When Ms. S. Balachitra met a diabetic couple pondering over a list of powdered millets, each packed separately, she began a culinary crusade. Her shop, Diya's Health Food, promotes a simple, traditional alternative to foods loaded with pesticides and junk calories. Her forte is millet-based readymade food mixtures. Also cashing in on people's newfound health consciousness is Gaja Dayalan's The Organic Store.

“Health-conscious people chant a new mantra — organic and natural — that had faded into oblivion with the emergence of herbicides and pesticides,” says Ms. Balachitra. She stocks about 11 products made of millets and cereals like varaharisi, solam, kambu, ragi, thinai, kuthiravalli and maize. She customises the products to suit the modern-day kitchen, processing them into puttu flour, adai dosa flour, venthayakali, sprouted health drink and murukku flour. She also packs parruppu podi with manathakkali keerai (green) and vilva roti flour, which are good for stomach-related problems. Now she is working on packaging drumstick leaves in powder form.

“People are familiar with foreign food stuff like pizzas and burgers but they are not aware of millets,” she feels. Millets have more fiber and minerals that help in controlling diabetes and obesity – major health problems of the century. But how organic is millet? “It is organic,” says Ms. Balachitra.

“Millets do not require artificial agents as they have the capacity to counter pests naturally.” They grow in dry lands and need less water, and animals never graze on them because they have too many layers of husk. She adds that millets are nutritious, tasty and healthy and can be used to prepare any food commonly made with rice.

“I have been consciously trying to break the idea that organic food is more expensive by selling at the lowest margin possible,” she says. When she first saw that couple searching for individual ingredients, she put her mind to making healthy eating easier. “There I decided that I should make value-added products in millets that could enable working women to make flavorful dishes,” she says. This postgraduate in management joined the training courses conducted by Tamil Nadu Agricultural University, Madurai. After months of trial and error, she now supplies her products to a few city-based shops. She creates her own customer base through word of mouth, mostly from satisfied beneficiaries.

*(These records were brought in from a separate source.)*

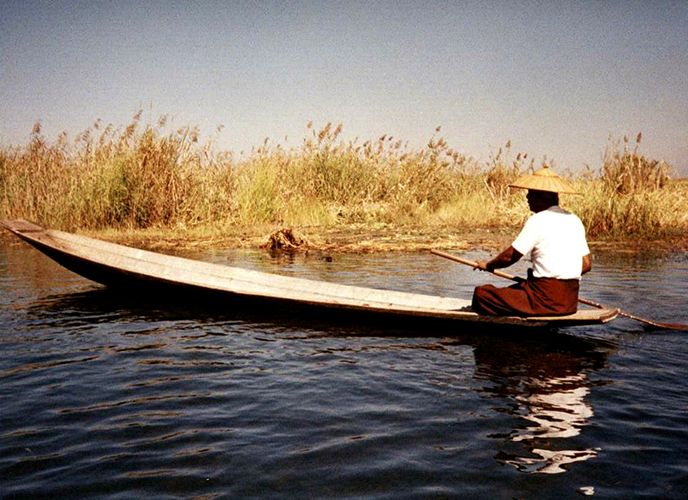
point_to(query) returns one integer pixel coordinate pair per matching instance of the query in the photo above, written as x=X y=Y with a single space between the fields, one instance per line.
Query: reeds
x=145 y=175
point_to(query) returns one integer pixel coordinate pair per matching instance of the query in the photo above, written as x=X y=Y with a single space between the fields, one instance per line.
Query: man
x=554 y=241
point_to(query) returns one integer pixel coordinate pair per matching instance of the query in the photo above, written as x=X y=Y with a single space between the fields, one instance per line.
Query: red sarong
x=534 y=297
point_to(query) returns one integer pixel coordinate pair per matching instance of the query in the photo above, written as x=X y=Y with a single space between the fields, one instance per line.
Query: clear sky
x=557 y=78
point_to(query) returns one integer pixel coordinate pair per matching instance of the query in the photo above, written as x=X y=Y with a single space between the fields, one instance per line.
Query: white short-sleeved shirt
x=554 y=241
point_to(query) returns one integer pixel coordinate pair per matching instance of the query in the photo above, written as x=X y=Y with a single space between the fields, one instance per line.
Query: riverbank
x=146 y=186
x=357 y=238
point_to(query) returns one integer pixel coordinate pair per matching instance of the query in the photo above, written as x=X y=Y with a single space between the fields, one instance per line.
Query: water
x=120 y=397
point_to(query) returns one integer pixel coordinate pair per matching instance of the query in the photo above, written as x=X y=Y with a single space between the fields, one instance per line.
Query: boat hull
x=135 y=270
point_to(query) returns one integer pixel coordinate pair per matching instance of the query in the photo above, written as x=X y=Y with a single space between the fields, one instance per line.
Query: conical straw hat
x=544 y=180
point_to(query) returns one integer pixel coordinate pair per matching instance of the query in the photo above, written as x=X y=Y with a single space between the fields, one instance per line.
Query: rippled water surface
x=128 y=396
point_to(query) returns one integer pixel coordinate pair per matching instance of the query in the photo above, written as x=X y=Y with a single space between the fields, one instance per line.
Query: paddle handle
x=657 y=324
x=474 y=264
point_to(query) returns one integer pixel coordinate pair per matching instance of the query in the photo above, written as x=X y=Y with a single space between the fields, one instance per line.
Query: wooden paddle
x=656 y=324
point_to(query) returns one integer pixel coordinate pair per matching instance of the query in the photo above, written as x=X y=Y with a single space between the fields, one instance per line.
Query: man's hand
x=483 y=265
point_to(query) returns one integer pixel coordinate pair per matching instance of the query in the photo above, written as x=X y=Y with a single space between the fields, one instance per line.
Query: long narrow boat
x=131 y=268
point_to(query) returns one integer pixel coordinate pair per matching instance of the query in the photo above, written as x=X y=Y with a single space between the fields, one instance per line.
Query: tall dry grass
x=148 y=175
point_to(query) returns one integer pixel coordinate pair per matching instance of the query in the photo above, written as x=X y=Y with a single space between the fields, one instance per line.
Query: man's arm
x=587 y=264
x=507 y=257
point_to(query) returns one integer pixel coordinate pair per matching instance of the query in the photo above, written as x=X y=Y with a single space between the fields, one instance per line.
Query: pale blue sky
x=555 y=77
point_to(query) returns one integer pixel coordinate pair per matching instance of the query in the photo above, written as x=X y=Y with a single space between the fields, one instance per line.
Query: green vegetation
x=145 y=177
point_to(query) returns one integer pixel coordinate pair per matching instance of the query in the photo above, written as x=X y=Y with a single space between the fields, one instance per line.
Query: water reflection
x=546 y=386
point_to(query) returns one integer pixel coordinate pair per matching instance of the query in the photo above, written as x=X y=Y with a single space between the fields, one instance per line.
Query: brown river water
x=127 y=396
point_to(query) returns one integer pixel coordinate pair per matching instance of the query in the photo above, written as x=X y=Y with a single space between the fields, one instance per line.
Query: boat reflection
x=546 y=386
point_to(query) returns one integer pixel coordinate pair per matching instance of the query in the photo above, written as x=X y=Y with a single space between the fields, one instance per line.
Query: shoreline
x=352 y=238
x=359 y=238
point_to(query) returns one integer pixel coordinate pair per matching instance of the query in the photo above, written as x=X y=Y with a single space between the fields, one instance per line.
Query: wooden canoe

Gaja Dayalan of Grow by Green's The Organic Store feels that people are ready to pay more for healthy products, but the supply chain is very small. Ms. Dayalan sold vegetables and fruits grown in her Kodaikanal farm at a stall near Pandikovil, and people flocked to it. At the shop, she sells unusual foods like horsegram appalam, sprouted rava and mango pickle with no oil.

“Everything is produced naturally and even drying and powdering processes are done manually under the sun,” says Ms. Dayalan. The flours such as ragi, wheat, unpolished rice, sprouted rava, sprouted dalia, and unpolished masuri fly off the shelves. The shop also stocks spices, pickles, teas, jaggery, dry fruits and nuts, and cholesterol-free virgin coconut oil extracted from tender coconut. There are eco-based gift articles, including baskets made of palm and korai leaves. Within a year, The Organic Store has attracted about 100 regular customers, of which 80 are doctors.

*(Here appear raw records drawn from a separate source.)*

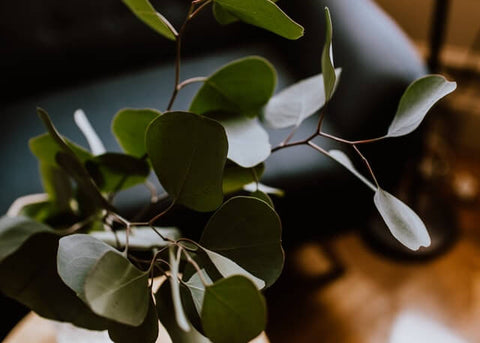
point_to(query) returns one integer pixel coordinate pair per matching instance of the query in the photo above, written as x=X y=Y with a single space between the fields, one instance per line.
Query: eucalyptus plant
x=73 y=257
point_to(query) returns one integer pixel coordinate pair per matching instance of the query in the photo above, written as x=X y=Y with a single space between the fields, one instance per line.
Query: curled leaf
x=403 y=223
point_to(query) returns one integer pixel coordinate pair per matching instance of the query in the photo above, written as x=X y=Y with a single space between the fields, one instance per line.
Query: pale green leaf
x=234 y=311
x=247 y=231
x=294 y=104
x=144 y=10
x=129 y=126
x=116 y=290
x=188 y=153
x=264 y=14
x=417 y=100
x=403 y=223
x=243 y=86
x=328 y=69
x=248 y=142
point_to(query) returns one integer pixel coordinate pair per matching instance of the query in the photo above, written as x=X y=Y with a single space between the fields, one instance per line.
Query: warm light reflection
x=411 y=327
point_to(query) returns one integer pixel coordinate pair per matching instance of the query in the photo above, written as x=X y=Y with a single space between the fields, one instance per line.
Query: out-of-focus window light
x=412 y=327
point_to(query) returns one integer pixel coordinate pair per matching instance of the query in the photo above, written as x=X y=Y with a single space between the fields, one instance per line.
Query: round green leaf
x=294 y=104
x=248 y=231
x=417 y=100
x=403 y=223
x=264 y=14
x=233 y=311
x=188 y=153
x=116 y=290
x=248 y=142
x=146 y=13
x=242 y=86
x=129 y=127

“In fact, we are not able to display products as people order for their groceries in advance,” says Ms. Dayalan. “After getting the consignment we straightaway deliver to their homes.”

She is now creating a chain of producers and also thinking of selling seasonal vegetables and fruits grown on her farm.

The consequences of our agricultural excesses have come home to roost. People who connect the dots between pesticides and the protests of their own bodies are ready to shift to natural and organic foods. And Balachitra and Gaja Dayalan are ready to give them what they are looking for.